Durante i momenti più difficili ha trovato forza e sostegno dove meno se lo aspettava: “Durante il periodo disastroso del Covid sono riuscita a restare aperta grazie a due persone speciali: un pensionato che vive in una casa albergo e Rita che gestiva le sue ordinazioni, voglio ringraziarli davvero dal profondo del cuore. Dovrei farli un monumento! È solo grazie a loro se sono riuscita a pagare l’affitto del negozio. Così ho potuto lavorare con serenità: avevo un’entrata fissa, il lavoro non era troppo, e riuscivo a gestire tutto con calma”.
Negli ultimi anni, però, le sfide non sono mancate. “È diventato sempre più difficile avere a che fare con le persone – ha raccontato – Dopo il Covid la gente è cambiata: tutti vanno di fretta, sono sempre nervosi. Capisco che ognuno abbia le sue giornate no, ma basterebbe un po’ di rispetto. Dovrebbe essere la base di qualsiasi rapporto umano. Invece entrano e pretendono che faccia tutto e subito, come se fossi lì solo per loro. Ma io non posso lasciare tutto per dare priorità al primo che arriva. Ho il mio carico di lavoro, ci sono giorni in cui mi sveglio alle quattro del mattino per portarmi avanti e in più vengo anche trattata male. A volte mi chiedo: ma chi me lo fa fare? Eppure, mi piace quello che faccio. Peccato solo per come è diventata la gente. Paradossalmente, sono proprio i giovani a essere più pazienti rispetto agli anziani o a quelli di mezza età”.
Il carico di lavoro, comunque, non manca. “Le lavanderie continuano a chiudere, e sempre più persone non hanno il tempo di stirare a casa, così si rivolgono a me. Il paradosso? È che io, a casa mia, non stiro nemmeno! Piego tutto e via. La vita è talmente frenetica che non ho tempo nemmeno per le mie cose”.
A completare il quadro c’è Albino Fiore, il parrucchiere del quartiere, con oltre sessant’anni di carriera alle spalle.

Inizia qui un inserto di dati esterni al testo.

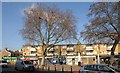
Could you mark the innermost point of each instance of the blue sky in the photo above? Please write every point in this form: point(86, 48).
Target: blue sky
point(12, 20)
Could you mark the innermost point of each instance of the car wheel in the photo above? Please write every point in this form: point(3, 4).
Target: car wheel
point(23, 69)
point(16, 68)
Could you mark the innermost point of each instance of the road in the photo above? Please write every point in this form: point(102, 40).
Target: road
point(11, 69)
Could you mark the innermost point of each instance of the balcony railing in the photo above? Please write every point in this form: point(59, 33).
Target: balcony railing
point(89, 48)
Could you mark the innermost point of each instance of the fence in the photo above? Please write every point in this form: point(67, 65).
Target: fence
point(61, 68)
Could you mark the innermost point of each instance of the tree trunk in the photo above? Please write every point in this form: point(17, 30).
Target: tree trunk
point(113, 50)
point(43, 62)
point(114, 46)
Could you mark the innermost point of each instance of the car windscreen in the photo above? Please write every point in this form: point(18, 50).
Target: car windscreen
point(27, 62)
point(4, 61)
point(116, 69)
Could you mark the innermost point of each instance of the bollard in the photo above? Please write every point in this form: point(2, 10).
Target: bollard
point(71, 69)
point(55, 67)
point(62, 69)
point(48, 67)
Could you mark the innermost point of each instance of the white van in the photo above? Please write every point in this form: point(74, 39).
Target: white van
point(24, 65)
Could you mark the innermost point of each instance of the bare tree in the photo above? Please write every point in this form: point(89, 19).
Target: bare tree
point(104, 25)
point(47, 26)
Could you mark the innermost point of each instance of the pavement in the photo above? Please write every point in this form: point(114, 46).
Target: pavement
point(48, 69)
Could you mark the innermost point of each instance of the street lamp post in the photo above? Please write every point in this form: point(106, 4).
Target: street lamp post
point(98, 56)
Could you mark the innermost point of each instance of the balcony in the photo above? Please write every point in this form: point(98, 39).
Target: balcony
point(71, 53)
point(33, 54)
point(70, 49)
point(49, 54)
point(89, 48)
point(89, 53)
point(109, 48)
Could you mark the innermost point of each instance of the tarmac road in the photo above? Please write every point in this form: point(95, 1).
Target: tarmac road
point(11, 69)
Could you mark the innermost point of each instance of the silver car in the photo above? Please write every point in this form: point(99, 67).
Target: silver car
point(98, 68)
point(4, 63)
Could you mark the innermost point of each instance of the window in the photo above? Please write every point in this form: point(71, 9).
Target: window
point(91, 67)
point(104, 68)
point(33, 52)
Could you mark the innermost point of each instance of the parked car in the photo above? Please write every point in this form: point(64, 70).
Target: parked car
point(24, 65)
point(4, 63)
point(98, 68)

Il suo salone ha l’aspetto di un piccolo museo: radio d’epoca, bottiglie antiche e vecchi fumetti di Tex decorano ogni angolo. Nonostante le mode siano cambiate nel tempo, Albino è sempre rimasto un punto fermo. Il suo entusiasmo, però, non si estende alle nuove tendenze giovanili.
“Ho aperto nel ’70, ma facevo già il parrucchiere dal ’62. Ho cominciato quando avevo dodici anni. A me piace tagliare i capelli, ormai è un gesto automatico. Con questo lavoro ho conosciuto tanta gente, ho la mia clientela abituale, soprattutto anziani. I ragazzi? Mi passa la voglia con quei tagli strani, io faccio cose normali. I tempi sono un po’ cambiati, sono tutti sempre di corsa, non parlano più. Metto i giornali sul tavolino, ma non li apre nessuno: stanno sempre al telefono. Io però mi diverto, non lo chiamo neanche lavoro. Dovrei essere in pensione, ma che ci faccio a casa? Qui sto bene. Uno dei miei ricordi più belli? Quando ho tagliato i capelli all’ex sindaco di Como, Antonio Spallino. Avevo solo quattordici anni”.

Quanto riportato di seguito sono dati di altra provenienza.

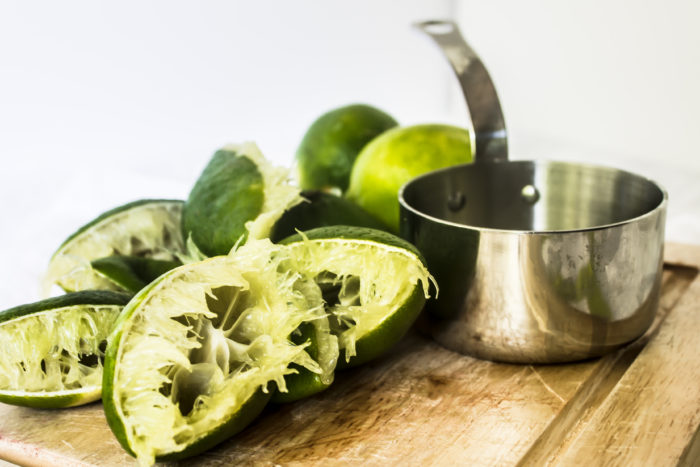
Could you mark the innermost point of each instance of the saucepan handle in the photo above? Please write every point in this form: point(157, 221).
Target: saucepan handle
point(484, 107)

In un’epoca in cui tutto cambia alla velocità di un click, via Zezio resiste con orgoglio. È un microcosmo dove il passato e il presente convivono, dove il rapporto umano ha ancora un valore, dove “il solito” ha più importanza del “nuovo”. E chissà, forse è proprio questa lentezza il segreto per andare avanti davvero.